Coding, Design & GraphicsIf you are programming a script, designing a web page, building your own graphics or anything related and need to discuss it, get help and tips or general advice, then you should post your thoughts to this section.
oh, erm, yeah, so how do I do convert p-code into machine code ?
I generate the p-code which is generated from c# type source code. the actual language is TNBL (the next big language)
p-code is pseudo code, its like in between source code and machine code. consisting of the most basic operations which most closely reflect the source code.
the target for the machine code could be 386 or 8 bit micro controller - (which is seriously limited)
I'm thinking like, put into an object all the logic of what each opcode does, into a big list, in a way so it can be compared to a desired p-code operation. Some complex opcodes might consist of several p-code operations.
then cycle through all the opcodes until it can match all the p-code operations. but I'm thinking this might take some time to execute. the x86 has a ludicrous amount of possible variations of opcodes too.
of course register assignments and temporary variables complicates things even more.
the pseudo code isn't really standardised, its just what ever comes out of the parser ATM.
there are a number of systems that use an intermediate code, but basically i don't think there can be a great deal of difference fundamentally. the code used by the .net CLI framework might be a good starting point. although rather complex. I think UNIX/gnu use a different system, and not to confuse Microsoft "p-code" which is just an object file format for relocatable code rather than pseudo code. lisp and others also have a distinct p-code format, with some using more than one software stack.

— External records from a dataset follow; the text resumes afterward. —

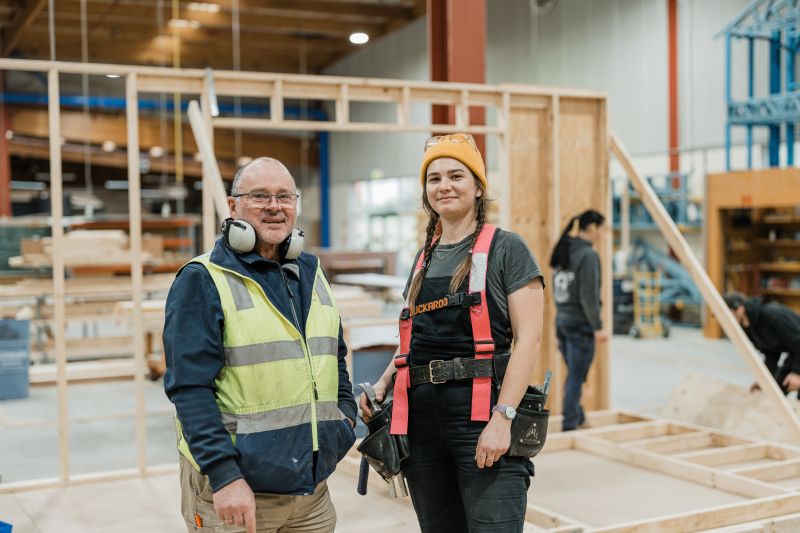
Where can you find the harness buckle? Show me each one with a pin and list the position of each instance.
(431, 371)
(484, 346)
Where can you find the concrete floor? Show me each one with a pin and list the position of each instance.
(644, 373)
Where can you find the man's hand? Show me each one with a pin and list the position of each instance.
(380, 393)
(236, 505)
(494, 441)
(792, 381)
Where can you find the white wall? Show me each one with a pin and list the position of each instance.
(615, 46)
(355, 156)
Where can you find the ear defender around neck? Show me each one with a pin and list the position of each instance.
(239, 235)
(292, 246)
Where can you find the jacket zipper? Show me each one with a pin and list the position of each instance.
(309, 363)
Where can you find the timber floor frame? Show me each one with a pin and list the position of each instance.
(763, 475)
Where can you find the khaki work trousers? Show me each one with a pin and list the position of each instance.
(275, 513)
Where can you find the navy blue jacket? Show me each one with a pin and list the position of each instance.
(194, 352)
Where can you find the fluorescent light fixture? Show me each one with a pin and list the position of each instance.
(27, 185)
(359, 38)
(116, 185)
(183, 24)
(208, 7)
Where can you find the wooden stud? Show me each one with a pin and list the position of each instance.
(771, 472)
(462, 111)
(680, 469)
(404, 107)
(209, 220)
(343, 105)
(137, 273)
(217, 189)
(257, 124)
(709, 518)
(730, 454)
(57, 210)
(712, 298)
(276, 102)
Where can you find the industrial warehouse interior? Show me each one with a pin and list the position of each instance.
(182, 182)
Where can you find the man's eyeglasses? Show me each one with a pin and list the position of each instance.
(261, 199)
(452, 138)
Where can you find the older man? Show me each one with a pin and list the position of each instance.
(256, 370)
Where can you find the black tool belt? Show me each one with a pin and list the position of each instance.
(440, 371)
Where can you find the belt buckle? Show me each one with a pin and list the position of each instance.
(430, 372)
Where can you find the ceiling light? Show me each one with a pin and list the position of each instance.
(208, 7)
(183, 24)
(359, 38)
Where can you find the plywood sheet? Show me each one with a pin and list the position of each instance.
(598, 491)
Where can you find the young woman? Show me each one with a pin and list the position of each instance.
(462, 380)
(576, 290)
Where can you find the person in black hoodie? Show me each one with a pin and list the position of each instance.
(576, 291)
(773, 329)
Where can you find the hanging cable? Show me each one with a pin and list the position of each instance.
(88, 208)
(176, 100)
(305, 144)
(162, 115)
(176, 103)
(237, 65)
(51, 27)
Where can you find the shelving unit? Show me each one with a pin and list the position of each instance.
(753, 237)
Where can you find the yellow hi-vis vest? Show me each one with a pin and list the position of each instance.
(273, 378)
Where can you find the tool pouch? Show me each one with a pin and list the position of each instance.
(529, 427)
(382, 450)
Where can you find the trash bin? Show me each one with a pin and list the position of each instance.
(14, 359)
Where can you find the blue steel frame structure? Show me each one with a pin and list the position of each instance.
(778, 23)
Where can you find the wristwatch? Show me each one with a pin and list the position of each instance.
(507, 411)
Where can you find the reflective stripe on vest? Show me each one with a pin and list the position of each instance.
(481, 334)
(270, 373)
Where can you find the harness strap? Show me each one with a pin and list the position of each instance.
(481, 326)
(481, 334)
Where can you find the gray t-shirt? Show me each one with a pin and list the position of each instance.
(511, 266)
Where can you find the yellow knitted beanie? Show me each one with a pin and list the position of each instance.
(463, 151)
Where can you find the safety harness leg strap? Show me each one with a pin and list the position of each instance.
(481, 332)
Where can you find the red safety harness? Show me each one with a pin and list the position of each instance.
(481, 335)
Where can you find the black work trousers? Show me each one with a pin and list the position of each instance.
(449, 492)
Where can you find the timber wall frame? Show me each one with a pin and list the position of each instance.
(552, 164)
(755, 470)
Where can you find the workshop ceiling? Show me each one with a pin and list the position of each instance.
(298, 36)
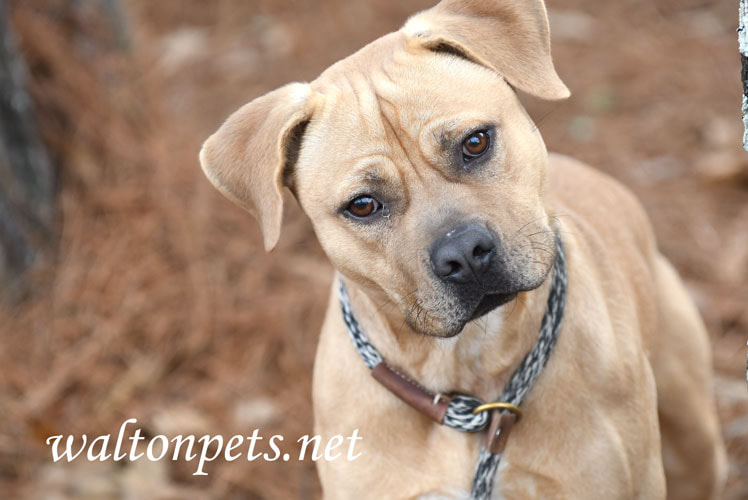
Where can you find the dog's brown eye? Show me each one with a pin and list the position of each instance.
(363, 206)
(475, 145)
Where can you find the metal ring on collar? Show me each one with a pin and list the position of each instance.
(499, 406)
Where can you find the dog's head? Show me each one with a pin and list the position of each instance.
(418, 166)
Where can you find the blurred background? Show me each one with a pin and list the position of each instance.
(131, 289)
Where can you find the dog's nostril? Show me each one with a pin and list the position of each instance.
(454, 267)
(479, 252)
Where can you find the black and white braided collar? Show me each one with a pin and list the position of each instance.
(458, 410)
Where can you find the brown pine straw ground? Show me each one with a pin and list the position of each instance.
(160, 304)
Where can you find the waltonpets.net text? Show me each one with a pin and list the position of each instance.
(205, 448)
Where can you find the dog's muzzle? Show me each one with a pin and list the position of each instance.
(466, 259)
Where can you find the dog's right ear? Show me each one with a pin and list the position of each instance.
(247, 157)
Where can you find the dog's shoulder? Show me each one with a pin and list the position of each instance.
(602, 202)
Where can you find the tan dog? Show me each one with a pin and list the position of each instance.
(418, 143)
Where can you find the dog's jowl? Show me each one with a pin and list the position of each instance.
(454, 235)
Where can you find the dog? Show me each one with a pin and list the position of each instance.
(433, 195)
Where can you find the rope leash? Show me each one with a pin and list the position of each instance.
(470, 414)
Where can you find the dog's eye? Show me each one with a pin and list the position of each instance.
(475, 145)
(364, 206)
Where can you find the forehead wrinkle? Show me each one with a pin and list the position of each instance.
(366, 104)
(392, 131)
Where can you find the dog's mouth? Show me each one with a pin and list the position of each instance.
(489, 302)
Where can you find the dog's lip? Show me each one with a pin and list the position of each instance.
(489, 302)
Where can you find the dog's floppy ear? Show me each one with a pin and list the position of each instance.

I read up a bit on doing this but it seems any approach to convert p-code to machine code from a specification of the CPU instructions has failed. but then again I also read the same about an LL(k) parser but I wrote one last month or so, although strictly its a decision tree based parser which is neither LL or LR.
the problem might be that although the p code references indexed variables and the CPU opcodes could be produced so that the registers they access etc are represented in p-code as indexes too, but to match these up in a lookup operation would require an almost infinite combination of possible alternatives for each opcode to appear in the table.
I'm thinking that if each individual source p-code statement is adjusted so that all the indexes it uses are consecutively numbered from zero it might be a good start, then just adjust them to point to the correct ones after.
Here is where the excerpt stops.